1. A medical implant made from a base material comprising a biodegradable metal and/or a biodegradable metal alloy, wherein the implant comprises a coating made of crystalline calcium phosphate and/or amorphous calcium phosphate.

2. The implant according to claim 1, wherein the coating contains at least traces or precipitations of the base material of the implant.

3. The implant according to claim 1, wherein the base material of the implant is magnesium or a magnesium alloy.

4. The implant according to claim 3, wherein the magnesium alloy contains up to 50 At % of one alloying element from the group comprising calcium, zinc, manganese, lithium, and iron, or up to 50 At % of a combination thereof

5. The implant according to claim 3, wherein the magnesium alloy additionally contains up to 20 At % yttrium or other rare earth elements.

6. The implant according to claim 1, wherein the coating has a layered structure.

7. The implant according to claim 6, wherein the coating has at least one crystalline layer and/or amorphous layer, wherein the crystalline layer and/or the amorphous layer have a layer thickness of 0.1 to 5 microns.

8. The implant according to claim 7, wherein the crystalline layer completely covers the surface of the implant and the amorphous layer covers the crystalline layer.

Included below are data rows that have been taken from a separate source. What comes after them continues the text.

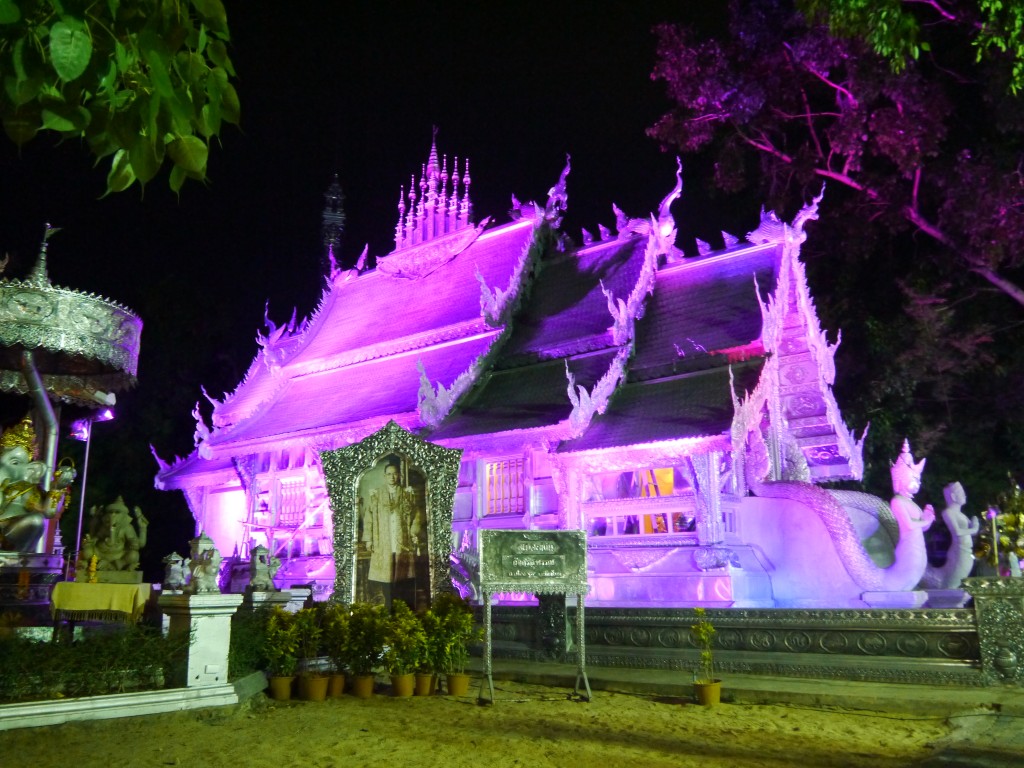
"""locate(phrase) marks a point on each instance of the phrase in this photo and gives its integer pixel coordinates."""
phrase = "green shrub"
(248, 652)
(107, 659)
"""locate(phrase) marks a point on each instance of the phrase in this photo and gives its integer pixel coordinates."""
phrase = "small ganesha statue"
(262, 568)
(175, 579)
(205, 566)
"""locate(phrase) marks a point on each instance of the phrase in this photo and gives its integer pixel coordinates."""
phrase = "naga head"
(906, 474)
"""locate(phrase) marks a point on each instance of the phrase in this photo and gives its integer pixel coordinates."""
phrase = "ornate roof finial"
(39, 275)
(333, 223)
(432, 167)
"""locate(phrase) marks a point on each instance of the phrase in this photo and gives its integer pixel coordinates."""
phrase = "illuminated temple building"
(608, 386)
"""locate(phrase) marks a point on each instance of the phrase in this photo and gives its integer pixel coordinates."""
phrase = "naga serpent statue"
(909, 555)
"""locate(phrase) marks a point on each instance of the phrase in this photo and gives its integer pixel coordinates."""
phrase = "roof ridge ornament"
(431, 211)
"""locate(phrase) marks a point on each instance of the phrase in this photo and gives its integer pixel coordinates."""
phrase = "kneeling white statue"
(205, 566)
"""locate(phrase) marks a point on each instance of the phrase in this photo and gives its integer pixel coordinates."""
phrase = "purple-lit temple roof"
(705, 312)
(567, 313)
(375, 315)
(525, 397)
(695, 404)
(377, 389)
(656, 360)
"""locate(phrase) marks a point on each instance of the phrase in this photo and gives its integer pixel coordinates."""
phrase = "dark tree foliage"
(916, 255)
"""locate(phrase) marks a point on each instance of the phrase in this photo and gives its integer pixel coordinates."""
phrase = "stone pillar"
(208, 616)
(998, 607)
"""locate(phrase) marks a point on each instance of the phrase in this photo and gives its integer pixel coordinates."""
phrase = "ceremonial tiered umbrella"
(65, 345)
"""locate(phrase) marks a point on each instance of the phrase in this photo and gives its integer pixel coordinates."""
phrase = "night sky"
(352, 89)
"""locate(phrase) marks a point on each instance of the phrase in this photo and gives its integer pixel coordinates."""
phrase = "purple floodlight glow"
(80, 429)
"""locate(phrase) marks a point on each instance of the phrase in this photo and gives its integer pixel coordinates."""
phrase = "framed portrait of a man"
(391, 499)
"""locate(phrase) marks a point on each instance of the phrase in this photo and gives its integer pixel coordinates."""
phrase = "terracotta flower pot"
(424, 684)
(458, 684)
(708, 694)
(281, 687)
(312, 687)
(336, 685)
(402, 685)
(363, 686)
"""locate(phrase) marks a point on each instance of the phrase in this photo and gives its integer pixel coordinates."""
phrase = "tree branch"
(910, 213)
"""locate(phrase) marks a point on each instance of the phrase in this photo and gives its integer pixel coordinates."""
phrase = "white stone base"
(946, 598)
(34, 714)
(209, 619)
(908, 599)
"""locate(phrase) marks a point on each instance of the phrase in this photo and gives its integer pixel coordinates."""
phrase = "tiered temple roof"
(467, 332)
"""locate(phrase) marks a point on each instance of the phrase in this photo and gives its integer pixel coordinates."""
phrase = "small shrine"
(676, 407)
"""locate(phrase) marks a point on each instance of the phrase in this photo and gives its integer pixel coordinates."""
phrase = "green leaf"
(71, 48)
(156, 58)
(9, 12)
(70, 120)
(213, 14)
(209, 123)
(121, 175)
(144, 159)
(22, 126)
(189, 154)
(218, 54)
(230, 109)
(177, 178)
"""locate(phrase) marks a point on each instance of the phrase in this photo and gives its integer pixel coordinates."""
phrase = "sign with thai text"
(534, 561)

9. The implant according to claim 7, wherein the amorphous layer has pores with a pore size between 0.02 and 50 microns.

10. The implant according to claim 7, wherein the amorphous layer comprises hydroxy apatite and has pores with a pore size in the range of 0.02 to 1 micron.

11. The implant according to claim 9, wherein the pores of the amorphous layer are tilled with one or more lipids, optionally fatty acids, mono-, di- or triacylglycerides, waxes, phospholipids, sphingolipids, steroids and degradable polymers showing a non-acidic break-down mechanism.

12. The implant according to claim 11. wherein a drug and/or a pH buffer is embedded into the one or more lipids, optionally an anti-proliferative and/or anti-inflammatory drug.

13. The implant according to claim 1. wherein the implant is a stent.